Here is a Python installation method from Nick Smith:

Part of the beauty of switching to Python is how cross-platform it is. While pythonxy hasn’t finished a linux build yet, installing spyder is pretty easy in Ubuntu:

sudo apt-get install python-sphinx python-scipy python-matplotlib spyder

Note: All you really need is spyder, but adding python-sphinx allows you to have rich text in your documentation which looks nice and in my opinion is easier to read. The packages python-scipy and python-matplotlib may be optional, but I use them in my tutorials, so I would recommend including those as well.

Reference: http://www.et.byu.edu/~nas52/blog/?p=24

Python Tip

Every Python book and website tutorial recommends the following command for prompting the user for input:

raw_input()

But I have found that this command is buggy and unreliable.

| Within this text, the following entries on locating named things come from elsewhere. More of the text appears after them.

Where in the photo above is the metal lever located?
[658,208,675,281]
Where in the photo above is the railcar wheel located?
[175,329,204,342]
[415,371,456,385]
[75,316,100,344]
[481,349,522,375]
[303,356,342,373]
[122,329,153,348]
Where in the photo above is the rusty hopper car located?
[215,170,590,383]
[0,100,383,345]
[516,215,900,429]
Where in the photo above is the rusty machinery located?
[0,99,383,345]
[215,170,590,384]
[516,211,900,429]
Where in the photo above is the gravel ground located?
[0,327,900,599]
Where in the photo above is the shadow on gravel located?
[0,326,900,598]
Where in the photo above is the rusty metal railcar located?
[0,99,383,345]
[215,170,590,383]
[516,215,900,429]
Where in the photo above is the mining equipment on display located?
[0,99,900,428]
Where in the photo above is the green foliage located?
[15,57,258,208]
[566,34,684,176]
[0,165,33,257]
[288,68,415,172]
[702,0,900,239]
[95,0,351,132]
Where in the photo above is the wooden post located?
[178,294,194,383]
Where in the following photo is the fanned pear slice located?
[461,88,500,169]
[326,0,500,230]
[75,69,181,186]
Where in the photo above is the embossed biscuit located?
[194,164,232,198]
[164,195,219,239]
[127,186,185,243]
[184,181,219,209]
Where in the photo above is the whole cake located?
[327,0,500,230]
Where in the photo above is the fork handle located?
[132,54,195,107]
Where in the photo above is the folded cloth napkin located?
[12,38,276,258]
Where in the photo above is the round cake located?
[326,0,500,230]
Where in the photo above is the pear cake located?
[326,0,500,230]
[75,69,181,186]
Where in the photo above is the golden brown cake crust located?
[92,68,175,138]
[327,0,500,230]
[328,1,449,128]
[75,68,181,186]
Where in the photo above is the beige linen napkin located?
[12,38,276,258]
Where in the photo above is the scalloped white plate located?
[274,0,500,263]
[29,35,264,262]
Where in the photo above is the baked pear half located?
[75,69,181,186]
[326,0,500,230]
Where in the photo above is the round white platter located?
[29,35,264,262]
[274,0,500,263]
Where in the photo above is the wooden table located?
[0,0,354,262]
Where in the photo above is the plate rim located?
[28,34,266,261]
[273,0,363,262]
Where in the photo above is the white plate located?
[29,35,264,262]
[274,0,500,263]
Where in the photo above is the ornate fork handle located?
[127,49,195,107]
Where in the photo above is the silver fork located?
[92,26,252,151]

Specifically, I wrote a long, complex code that had several raw_input() commands.

The code ran successfully in Spyder. But I received the following error when I ran it in console mode: “Readline internal error” plus some other cryptic messages about console.py, hook_wrapper_23 & NoneType.

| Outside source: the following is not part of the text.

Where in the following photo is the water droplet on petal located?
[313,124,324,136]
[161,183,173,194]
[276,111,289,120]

The error occurred when the code executed the second raw_input().

After hours of struggle, I found that I could use the following command instead:

sys.stdin.readline()

sys.stdin.readline() works in both Sypder and external command-line mode.

sys.stdin.readline() is a superior alternative.

Yes, my perceptions are colored by my inexperience, but I like commands that reliably work straight out-of-the-box.  So I will stick with sys.stdin.readline().